KBAs can be used to advance or support diverse conservation goals. Identification of KBAs does not automatically lead to formal protection or management requirements and has no impact on access to land. But knowing where these critical sites are is important and can feed into many processes. For example, KBA information is being used to inform protected-areas planning in the context of achieving Canada’s goal of 30% of land and oceans protected by 2030 by ensuring that areas that are important for biodiversity are considered for protection or other forms of stewardship. KBAs can be used in other conservation planning to ensure that conservation efforts and land acquisitions are focused on the places that matter most. Other potential uses could include recognizing and celebrating existing or ongoing stewardship efforts, accessing funding for stewardship, using information to ensure any threats to the site are managed, and highlighting opportunities for monitoring and communication about species and ecosystems.

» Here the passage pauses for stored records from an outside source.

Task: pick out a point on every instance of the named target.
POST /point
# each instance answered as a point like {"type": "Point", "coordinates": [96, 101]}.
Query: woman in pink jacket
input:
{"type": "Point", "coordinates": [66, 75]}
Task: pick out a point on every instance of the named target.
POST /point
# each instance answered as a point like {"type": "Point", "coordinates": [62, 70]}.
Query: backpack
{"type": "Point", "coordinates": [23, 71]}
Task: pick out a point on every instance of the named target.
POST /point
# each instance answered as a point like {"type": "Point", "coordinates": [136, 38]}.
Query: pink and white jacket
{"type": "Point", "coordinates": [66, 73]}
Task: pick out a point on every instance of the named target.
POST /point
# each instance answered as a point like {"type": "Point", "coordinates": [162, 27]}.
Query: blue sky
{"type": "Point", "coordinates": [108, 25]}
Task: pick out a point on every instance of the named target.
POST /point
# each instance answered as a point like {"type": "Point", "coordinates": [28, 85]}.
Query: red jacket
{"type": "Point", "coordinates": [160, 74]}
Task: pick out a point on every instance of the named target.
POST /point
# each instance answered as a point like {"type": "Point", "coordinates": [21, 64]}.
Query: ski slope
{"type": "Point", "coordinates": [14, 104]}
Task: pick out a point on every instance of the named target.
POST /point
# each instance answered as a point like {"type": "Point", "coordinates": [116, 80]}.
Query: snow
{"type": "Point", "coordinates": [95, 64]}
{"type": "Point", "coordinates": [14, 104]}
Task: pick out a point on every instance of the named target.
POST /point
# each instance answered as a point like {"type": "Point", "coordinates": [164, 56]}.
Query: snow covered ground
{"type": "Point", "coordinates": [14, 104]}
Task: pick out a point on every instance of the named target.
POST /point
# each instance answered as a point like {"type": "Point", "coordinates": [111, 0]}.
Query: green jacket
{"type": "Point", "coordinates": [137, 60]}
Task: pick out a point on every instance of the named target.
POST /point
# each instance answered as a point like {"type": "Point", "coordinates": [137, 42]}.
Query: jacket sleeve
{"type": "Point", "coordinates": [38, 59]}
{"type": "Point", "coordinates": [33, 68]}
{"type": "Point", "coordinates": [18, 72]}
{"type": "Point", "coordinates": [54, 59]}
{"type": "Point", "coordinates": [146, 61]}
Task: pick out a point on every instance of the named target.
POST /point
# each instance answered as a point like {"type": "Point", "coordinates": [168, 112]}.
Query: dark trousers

Important Bird and Biodiversity Areas (IBAs) are sites that are designated for large groups of birds or for species at risk. The IBA program is a global conservation initiative of BirdLife International, which has IBA partners in almost all countries. IBAs have been important for engaging stewards through the Caretaker Network, establishing conservation reserves, and guiding land-use decisions. The considerable investment already made in IBAs, and the similarity in criteria, make IBAs an obvious foundation for identifying KBAs in Canada and worldwide.
In the late 1990s, Birds Canada led a comprehensive process to identify IBAs, resulting in nearly 600 sites being designated across every province and territory. These sites support important populations of birds in coastal areas, wetlands, grasslands, forests, and upland habitat. Similar to KBAs, designation of IBAs is based on criteria that are internationally agreed upon, standardized, quantitative, and scientifically defensible.
Birds Canada has undertaken an analysis to assess existing IBAs against the KBA standard. Within the KBA context, these sites will continue to be recognized for their importance to birds, as well as for a broader range of exceptional biodiversity and ecosystem values. Identifying additional species and ecosystems will deepen our understanding of the ecological value of each site, and confirm what we already know: IBAs are good not only for birds, but for all biodiversity.
In addition to IBAs, KBAs build off the experience of other efforts to identify important sites for biodiversity, such as Alliance for Zero Extinction (AZE) sites, Important Plant Areas (IPAs), and Important Amphibian and Reptile Areas (IMPARA), all of which already exist in Canada. Any of these sites that meet KBA criteria will be added to the network of KBA sites.